Kildare to see 4,000 homes get fast-track planning approval
Fast-track planning applications have been submitted for more than 4,000 new homes in Co Kildare since the Strategic Housing Development (SHD) fast-track planning system was introduced in 2017 and apartments accounted for at least 1,231 units, or 30pc of the total.
It will be interesting to see how these are sold. Will the developers go aim to generate sales as quickly as possible and sell the entire entity to institutional investors.
It will also test the appetite among institutional investors for developments where more than 70pc of the dwellings are houses rather than apartments.
One local agent acknowledges that while institutions prefer to buy complete projects with complete control over the block management, some developers aim to sell the apartment section of their developments to institutions and sell the houses to individual buyers, including first-timers.
This strategy will enable developers to achieve fast-track planning and will also enable them to reduce the risk of having to wait for months, if not longer, for individuals to buy vacant units and while bank interest bills are mounting.
However, not all developers are adopting this strategy as some commentators say there is now stronger demand for and availability of apartment mortgages than there was in the past when lending institutions shied away from them.
Joey Sheahan, head of credit at MyMortgages.ie, a broker set up in 2005, said his firm has had no difficulty obtaining mortgage approval of up to 90pc of apartment prices for first-time buyers.
"Some years back, when credit was tighter, certain banks reduced the loan-to-value available for one-bedroom apartments to as low as 75pc. And still today some banks may offer a lower loan-to-value on apartments in rural areas - of perhaps 80pc. But, in the main, most lenders are offering 90pc loans on apartments now," he said.
One of the country's biggest developers, Cairn Plc, is selling two-bedroom apartments at its Elsmore development in Naas, Co Kildare, for which joint agents, Coonan and Hooke & MacDonald, are quoting starting prices of €249,000. Furthermore, although not yet completed, they are already selling off the plans.
Elsmore also includes three-bedroom duplexes as well as three- and four-bedroom houses, with the three-bedroom terraced houses priced from €310,000.
Cairn also secured approval for an SHD at Mariavilla, Maynooth. It will comprise 320 houses and 106 student units with 483 bed spaces, as well as a local neighbourhood node including a creche, café, gym and a retail unit. However, it will have only 26 apartments and all of those will have only one bedroom.
A local agent says some institutions are also interested in Kildare developments, with one developer believed to be in the process of selling about 90 units in Maynooth.
It will be interesting to see how developers configure these mixed residential developments and the future management companies in order to attract both institutions to the apartments and home buyers to the houses.

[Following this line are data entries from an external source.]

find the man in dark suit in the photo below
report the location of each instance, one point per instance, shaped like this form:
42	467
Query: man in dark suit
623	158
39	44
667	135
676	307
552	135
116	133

There has been institutional demand for houses as well. For instance, IRES Reit purchased tranches of houses in developments in Balbriggan and Hansfield in Co Dublin, so there may well be others who will also buy these mixed residential developments in the wider commuter belt, especially in projects which are located close to train stations and motorways.
One of the largest developers in the country, Glenveagh, has shown its confidence in the Kildare market by purchasing a number of sites, including two which received SHD approval for 100 apartments and 350 houses in Barnhall, Leixlip, and another at Athgarvan Road, Kilbelin, Newbridge, with approval for 48 apartments and 283 houses.

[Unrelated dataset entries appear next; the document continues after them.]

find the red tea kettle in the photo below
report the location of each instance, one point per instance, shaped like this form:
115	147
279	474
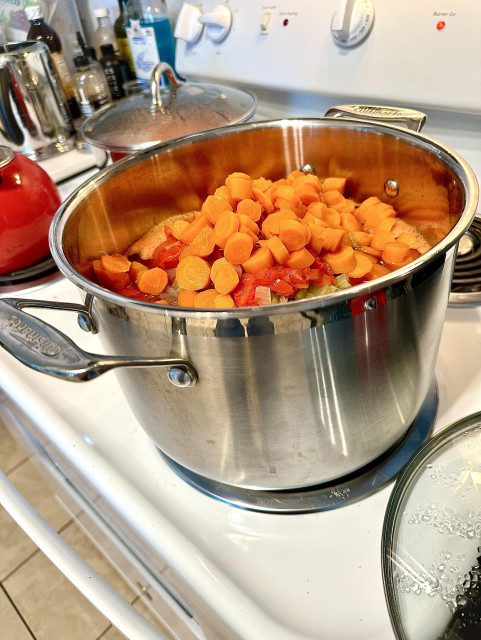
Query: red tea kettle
28	201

Earlier this year, Glenveagh paid around €50m for the two sites, equating to an average of about €63,000 per unit site.
The vendor Ardstone Homes has been the most successful developer in terms of getting SHD approval for Kildare sites, with three approved to date. Its third was for 125 units in Naas, of which 28 are apartments.
It has a fourth one in the pipeline at Celbridge comprising 230 houses and 125 apartments.
An analysis of six Kildare SHDs which were granted approval shows that of the 1,912 units approved, apartments accounted for 559 of them, which indicates an average of almost three apartments to seven houses have been approved.
A local estate agent said that the An Bord Pleanála does not appear to apply a minimum number of apartments or a maximum number of houses in Kildare but it does apply a minimum density of about 14 units per acre, which can be demanding for those traditional builders who focus on houses.
One industry expert noted that to apply a blanket density of 14 homes to the acre for the whole county was unfair to these developers, especially when there is development in areas that are not close to rail and road services.
Within the approved SHDs, the ratio of apartments to houses can vary considerably. For instance, Ardstone's Kilbelin project was granted permission where only 14pc, or 48 out of the 343 units, were apartments.
By contrast, one of the few Kildare projects to seek a high portion of apartments was Stennock's 281-unit Newbridge development, where 60pc are apartments.
Not that a dominance of apartments ensures An Bord Pleanála approval, as the Comer Brothers recently found out.
Their application for 135 apartments on a site opposite Manor Mill shopping centre Maynooth has been the subject of negotiations with the Bord for almost two years.
The Comer brothers have had a remarkable run since they returned to investing in Ireland in the wake of the bust, with a series of property developments.